EU flag and ParliamentImage source, EPA

The government does not want to make any fundamental changes to the UK’s relationship with the EU, Home Office Minister Robert Jenrick told the BBC.

It follows reports that some in government want to move towards a Swiss-style deal, with less trading friction and more migration.

Mr Jenrick said the UK wanted to improve trading links and co-operation on migration and security issues.

But he said there was no desire to re-open the existing Brexit agreement.

The minister, who supported the Remain side in the 2016 EU referendum, argued that the UK had settled on the right approach following “a big debate”.

He said the current deal allowed the UK to “secure our borders and… pursue the opportunities of Brexit”.

He added that the arrangement allowed the UK to “walk away” from freedom of movement, ensured European judges had no jurisdiction in British courts and meant the UK did not have to pay money to the EU.

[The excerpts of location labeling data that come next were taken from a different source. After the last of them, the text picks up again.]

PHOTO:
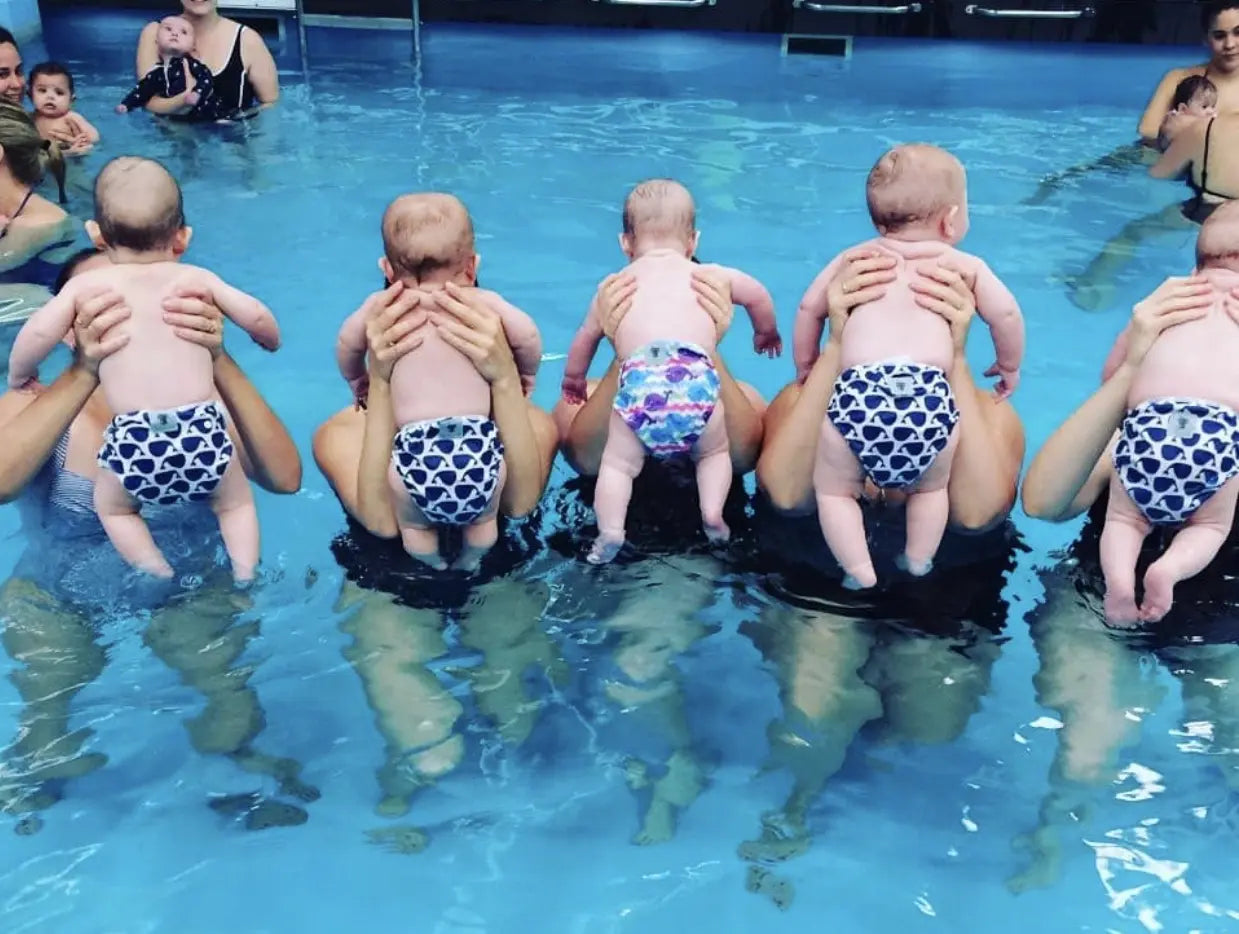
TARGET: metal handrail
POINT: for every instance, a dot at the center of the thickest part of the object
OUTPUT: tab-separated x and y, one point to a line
974	10
856	8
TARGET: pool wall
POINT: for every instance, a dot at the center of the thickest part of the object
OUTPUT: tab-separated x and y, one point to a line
1154	21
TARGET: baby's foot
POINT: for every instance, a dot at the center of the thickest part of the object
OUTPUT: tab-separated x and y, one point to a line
606	546
716	533
1159	593
1120	610
917	567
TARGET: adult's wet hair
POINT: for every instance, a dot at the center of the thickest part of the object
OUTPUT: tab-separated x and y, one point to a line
71	265
29	155
1213	9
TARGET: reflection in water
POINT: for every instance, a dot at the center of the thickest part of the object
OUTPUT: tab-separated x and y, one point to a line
200	634
395	649
836	675
1104	691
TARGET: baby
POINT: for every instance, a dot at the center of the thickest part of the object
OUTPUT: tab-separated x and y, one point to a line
1195	97
177	72
892	415
169	441
52	93
668	397
446	458
1177	455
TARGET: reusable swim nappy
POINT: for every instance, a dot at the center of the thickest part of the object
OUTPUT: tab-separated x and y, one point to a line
668	390
169	456
1173	453
450	466
896	416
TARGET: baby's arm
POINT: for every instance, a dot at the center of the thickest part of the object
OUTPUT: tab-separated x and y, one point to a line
146	88
244	310
82	128
999	309
39	337
523	338
752	296
351	346
580	354
810	320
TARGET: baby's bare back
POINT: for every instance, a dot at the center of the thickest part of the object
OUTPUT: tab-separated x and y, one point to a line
664	307
1198	359
895	325
156	369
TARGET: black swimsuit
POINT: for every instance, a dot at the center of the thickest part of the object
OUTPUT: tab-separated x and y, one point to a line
1197	209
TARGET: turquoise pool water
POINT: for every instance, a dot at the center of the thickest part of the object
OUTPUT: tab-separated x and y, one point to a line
542	131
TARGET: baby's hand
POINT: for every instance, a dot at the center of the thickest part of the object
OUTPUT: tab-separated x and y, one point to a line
574	389
768	342
1007	380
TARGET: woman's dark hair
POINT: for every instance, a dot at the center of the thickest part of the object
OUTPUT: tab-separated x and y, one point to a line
27	154
1213	9
52	69
71	265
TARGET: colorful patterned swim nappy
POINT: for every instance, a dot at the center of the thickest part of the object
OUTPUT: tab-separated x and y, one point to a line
450	466
170	456
896	416
1173	453
668	390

The story in The Sunday Times that senior government figures were considering pursuing a Swiss-style deal, concerned some Brexiteers in the Conservative Party, with former minister Simon Clarke saying: “I very much hope and believe this isn’t something under consideration.”

“We settled the question of leaving the European Union, definitively, in 2019,” he tweeted.

Lord David Frost, who negotiated the current deal, said: “I hope the government thinks better of these plans, fast.”

Switzerland is not a member of the EU, but does have a several agreements with the bloc, and has access to the single market for most of its industries. It also pays into the EU budget and has freedom of movement, meaning EU citizens can live and work in the country.

Last week, Chancellor Jeremy Hunt said he hoped the UK would be able to remove trade barriers with the EU but added that it would “take time”.

“Having unfettered trade with our neighbours and countries all over the world is very beneficial to growth,” he said.

Robert Jenrick

Image source, EPA

He was speaking after delivering his Autumn Statement in which he confirmed the UK was in recession and that the economy was due to shrink further.

The chancellor’s statement was accompanied by an economic forecast from the Office for Budget Responsibility which said Brexit had had a “significant adverse impact” on UK trade.

Asked if Brexit had damaged UK trade, Mr Jenrick said it was hard to separate the disruption caused by leaving the EU, the coronavirus pandemic and the war in Ukraine.

“There will be challenges and disruption as a result of fundamentally altering our relationship with the EU,” he said but added that it was too soon to say whether or not that is going to be to the UK’s long-term economic disadvantage.

He said the government was determined to take advantage of the opportunities provided by Brexit, pointing to plans for the regulatory regime of the financial services, life sciences and the green economy.